Lanfranc Cigala

Lanfranc Cigala

Lanfranc Cigala (or Cicala) (Italian: Lanfranco, Occitan: Lafranc; fl. 1235–1257) was a Genoese nobleman, knight, judge, and man of letters of the mid thirteenth century. He remains one of the most famous Occitan troubadours of Lombardy. Thirty-two of his poems survive, dealing with Crusading, heresy, papal power, peace in Christendom, and loyalty in love. Lanfranc represented a tradition of Italian, Occitan-language trovatori who berated the Papacy for its handling of the Crusades.

Lanfranc's surviving corpus consists of thirty-two poems, including seven cansos of courtly love; four religious cansos; three sirventes; two crusading songs; and one planh. Among the thirty works attributed to him are nine tensos composed with other troubadours: four with Simon Doria and one each with Jacme Grils, Guilleuma de Rosers, Lantelm, Rubaut, and an otherwise unknown "Guilhem".

Contents

Biography

Lanfranc was first mentioned in 1235 as a iudex (judge).
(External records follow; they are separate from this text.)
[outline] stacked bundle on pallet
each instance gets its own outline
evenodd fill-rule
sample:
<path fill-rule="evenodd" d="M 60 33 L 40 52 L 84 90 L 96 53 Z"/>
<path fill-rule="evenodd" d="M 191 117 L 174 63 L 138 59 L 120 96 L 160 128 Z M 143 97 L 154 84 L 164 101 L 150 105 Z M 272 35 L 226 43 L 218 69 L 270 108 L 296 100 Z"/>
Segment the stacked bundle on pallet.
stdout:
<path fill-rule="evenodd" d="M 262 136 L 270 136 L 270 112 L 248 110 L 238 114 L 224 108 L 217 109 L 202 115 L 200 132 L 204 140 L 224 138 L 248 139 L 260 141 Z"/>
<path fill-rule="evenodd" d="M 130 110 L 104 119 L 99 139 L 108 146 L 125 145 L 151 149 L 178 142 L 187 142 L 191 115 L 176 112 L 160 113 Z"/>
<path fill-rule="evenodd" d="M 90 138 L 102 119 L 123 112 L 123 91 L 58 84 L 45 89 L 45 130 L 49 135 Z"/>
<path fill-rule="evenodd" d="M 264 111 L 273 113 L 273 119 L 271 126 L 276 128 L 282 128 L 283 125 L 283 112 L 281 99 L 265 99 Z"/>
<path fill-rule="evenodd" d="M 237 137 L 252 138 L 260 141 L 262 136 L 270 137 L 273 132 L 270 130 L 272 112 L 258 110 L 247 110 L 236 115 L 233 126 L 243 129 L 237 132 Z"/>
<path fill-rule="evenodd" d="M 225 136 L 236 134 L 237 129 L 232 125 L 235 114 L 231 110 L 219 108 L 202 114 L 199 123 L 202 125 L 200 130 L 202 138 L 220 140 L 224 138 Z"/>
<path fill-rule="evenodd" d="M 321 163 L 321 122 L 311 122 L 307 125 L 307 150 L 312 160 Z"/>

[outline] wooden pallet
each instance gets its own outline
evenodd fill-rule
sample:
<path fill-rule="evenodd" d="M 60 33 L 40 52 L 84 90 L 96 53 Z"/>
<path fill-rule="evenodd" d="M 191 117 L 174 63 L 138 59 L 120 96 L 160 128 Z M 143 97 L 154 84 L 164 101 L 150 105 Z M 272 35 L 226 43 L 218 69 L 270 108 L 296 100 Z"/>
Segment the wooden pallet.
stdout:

In 1241, he was an ambassador from the Republic of Genoa to the court of Raymond Berengar IV of Provence, where he probably met Bertran d'Alamanon. In 1248, he was in Ceuta on a mercantile expedition. He was last mentioned alive in a document dated 16 March 1257, and he was recorded as deceased on 24 September 1258. Contrary to legend, he was not assassinated in Monaco in 1278.

Religious poetry

Lanfranc was both a critic of the crusading policies of the Papacy and a supporter of the Albigensian Crusade.[1] Echoing Innocent III's declaration that the Cathars were worse than the Saracens (1208), in his poem Si mos chans fos de joi ni de solatz (directed at the Count of Provence, then Charles of Anjou), Lanfranc wrote:

Coms Proensals, tost fora deliuratz
Lo Sepulchres si vostra manentia
Poges tan aut com lo prets qui vos guia, . . .
Mas del passar non ai cor que'us destregna,
C'obs es qe sai vostra valors pro tegna
A la gleiza d'aitals guerreiadors.
Ja de lai mar non queiratz Turcs peiors!

Count of Provence, would soon be freed
The [Holy] Sepulchre if your means
Corresponded to the esteem you inspire, . . .
But I do not have the heart to urge you to cross [the sea],
Because there is need for you valour to defend
The Church from its attackers.
On the other side of the sea there are not Turks who are worse![1]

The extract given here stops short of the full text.